European Bailout of Greece Has a New Strategy – Make The Thing So Complicated No One Will Understand It Well Enough to Oppose It

Don’t Believe That – Try and Understand This

As Greece faces a deadline for rolling over a large chunk of its debt that comes due in March, the final details on another bailout from Europe, the ECB and the IMF are taking shape.  The first thing that will happen is that Greece will default on its debt, except it is not being called a default because it is a voluntary default, and calling the default a default would trigger all sorts of bad things.

Here is how the default that is not a default will work.

The restructuring will see Greece's private-sector bondholders receive new bonds with half the face value of the old ones and maturities of as long as 30 years.
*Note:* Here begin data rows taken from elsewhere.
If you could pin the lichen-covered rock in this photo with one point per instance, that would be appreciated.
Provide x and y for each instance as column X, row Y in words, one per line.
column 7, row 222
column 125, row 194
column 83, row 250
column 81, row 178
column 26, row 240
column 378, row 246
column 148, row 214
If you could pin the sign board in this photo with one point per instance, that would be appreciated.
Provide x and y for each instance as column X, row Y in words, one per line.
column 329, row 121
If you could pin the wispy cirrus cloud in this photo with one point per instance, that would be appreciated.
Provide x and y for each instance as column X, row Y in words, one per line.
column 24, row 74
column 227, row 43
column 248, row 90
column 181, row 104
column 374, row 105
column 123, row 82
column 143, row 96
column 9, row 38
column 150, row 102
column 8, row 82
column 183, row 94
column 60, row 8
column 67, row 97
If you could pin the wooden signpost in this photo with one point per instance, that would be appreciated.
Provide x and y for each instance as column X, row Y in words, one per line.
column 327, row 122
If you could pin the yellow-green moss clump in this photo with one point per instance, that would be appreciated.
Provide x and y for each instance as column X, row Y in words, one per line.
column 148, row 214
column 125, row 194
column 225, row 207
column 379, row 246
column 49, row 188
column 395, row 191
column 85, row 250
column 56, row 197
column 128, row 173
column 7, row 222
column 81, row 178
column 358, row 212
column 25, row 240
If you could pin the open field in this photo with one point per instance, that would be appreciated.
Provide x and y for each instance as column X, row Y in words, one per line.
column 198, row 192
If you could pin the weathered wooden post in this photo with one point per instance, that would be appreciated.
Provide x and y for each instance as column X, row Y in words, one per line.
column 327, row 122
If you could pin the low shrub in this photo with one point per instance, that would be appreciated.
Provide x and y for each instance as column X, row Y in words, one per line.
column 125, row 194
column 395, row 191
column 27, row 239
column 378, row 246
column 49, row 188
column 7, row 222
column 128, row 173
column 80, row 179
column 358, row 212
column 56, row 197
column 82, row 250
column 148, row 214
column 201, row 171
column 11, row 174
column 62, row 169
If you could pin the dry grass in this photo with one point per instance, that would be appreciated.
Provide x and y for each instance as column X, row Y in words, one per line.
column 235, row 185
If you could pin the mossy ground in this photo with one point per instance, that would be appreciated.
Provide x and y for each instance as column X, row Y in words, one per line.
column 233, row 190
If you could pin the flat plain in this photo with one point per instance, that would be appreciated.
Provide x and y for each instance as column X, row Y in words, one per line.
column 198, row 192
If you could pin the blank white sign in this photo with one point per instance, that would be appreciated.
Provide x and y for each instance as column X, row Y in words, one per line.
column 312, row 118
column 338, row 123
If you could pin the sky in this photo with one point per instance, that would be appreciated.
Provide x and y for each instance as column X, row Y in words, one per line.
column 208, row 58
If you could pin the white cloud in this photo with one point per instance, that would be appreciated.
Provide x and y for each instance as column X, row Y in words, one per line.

The average coupon on the new bonds is likely to be less than 4%—and well below 4% through 2020.

So the next time anyone gets into financial difficulty, just tell the creditors you are paying them 50 cents on the dollar, and will pay them in 30 years and call it a restructuring.

But wait, there is more.  The European Central Bank bought a bunch of Greek debt from banks at a discount.  So here is how they are going to help out.

The idea is for the ECB, in effect, to exchange its Greek bonds for bonds of the European Financial Stability Facility, the euro zone's temporary bailout fund. The EFSF won't hold the bonds on its balance sheet, but will return the bonds to Greece, and Greece will then agree to repay the EFSF for the price at which the fund bought the bonds from the ECB.

So the plan is for the bailout fund to give the bonds to Greece so they are in effect cancelled, except that Greece may (or may not) at some time in the future pay the bailout fund back.

What’s not to understand?  And Greece, despite all this help, is not taking all of this very well.

In Athens on Tuesday, a 24-hour walkout called by public- and private-sector unions shut banks, slowed public transport, closed schools and forced hospitals to operate with skeleton staff. Demonstrators marched by the capital's central square holding banners lashing out at austerity measures, while left-wing groups, under heavy police guard, called for revolution.